Security Function Ver. 1.02 Mar. 2016
4. Precautions for operation control
6
4.
Precautions for operation control
A. Requirements of the service engineer
The service engineer should take full responsibility for controlling the machine during his or
her procedures for setting up and servicing the machine so that no improper operations are
performed.
<To achieve effective security>
• The service engineer who sets up and services the machine should have completed the
course in security and be certified accordingly.
• The service engineer should swear that he or she would never disclose information as it
relates to the settings of this machine to anybody in accordance with the Installation
Checklist contained in User’s Guide [Security Operations].
• The service engineer should perform his or her physical service jobs in the presence of
the administrator of the machine.
B. Protection of setting data in
S
ervice Mode
The CE password used to access Service Mode must be adequately controlled by the ser-
vice engineer concerned to ensure that it is not leaked.
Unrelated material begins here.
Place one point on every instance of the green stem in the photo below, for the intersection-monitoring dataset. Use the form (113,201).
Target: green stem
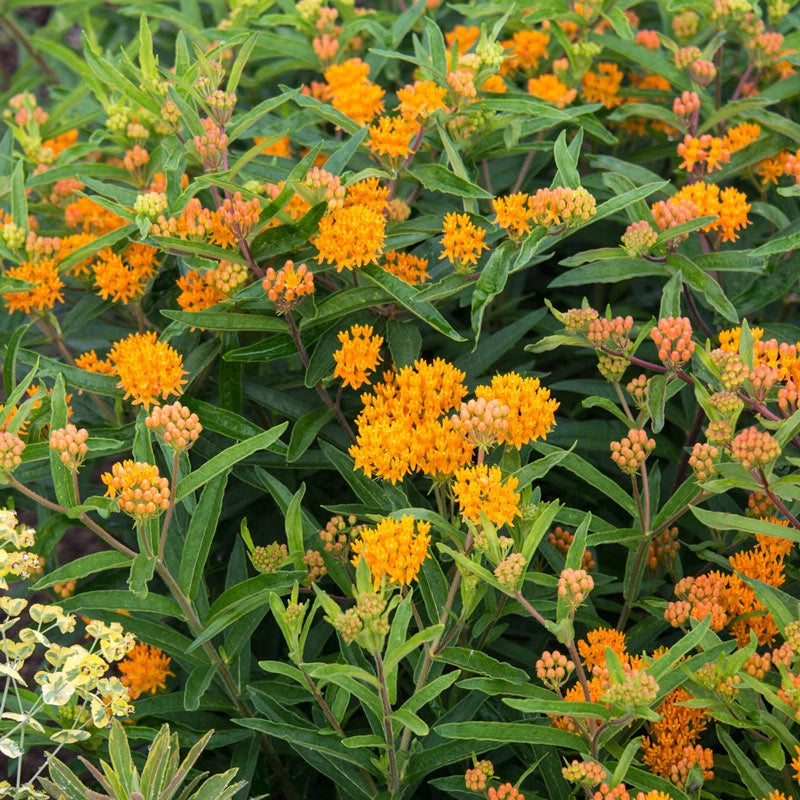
(394,776)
Make sure that any password that
could be easily guessed by a third person is not used as the CE password.
<To achieve effective security>
The CE password should:
• Not be one that is easily guessed by third persons.
• Not be known by any third person.
• Be changed at regular intervals.
• Be set again quickly if one has been initialized.
C. Machine maintenance control
When the service engineer performs maintenance service jobs for the machine, he or she
should check the firmware version (MFP Card Version, MFP Controller BOOT Program),
and make sure that the system has not been altered.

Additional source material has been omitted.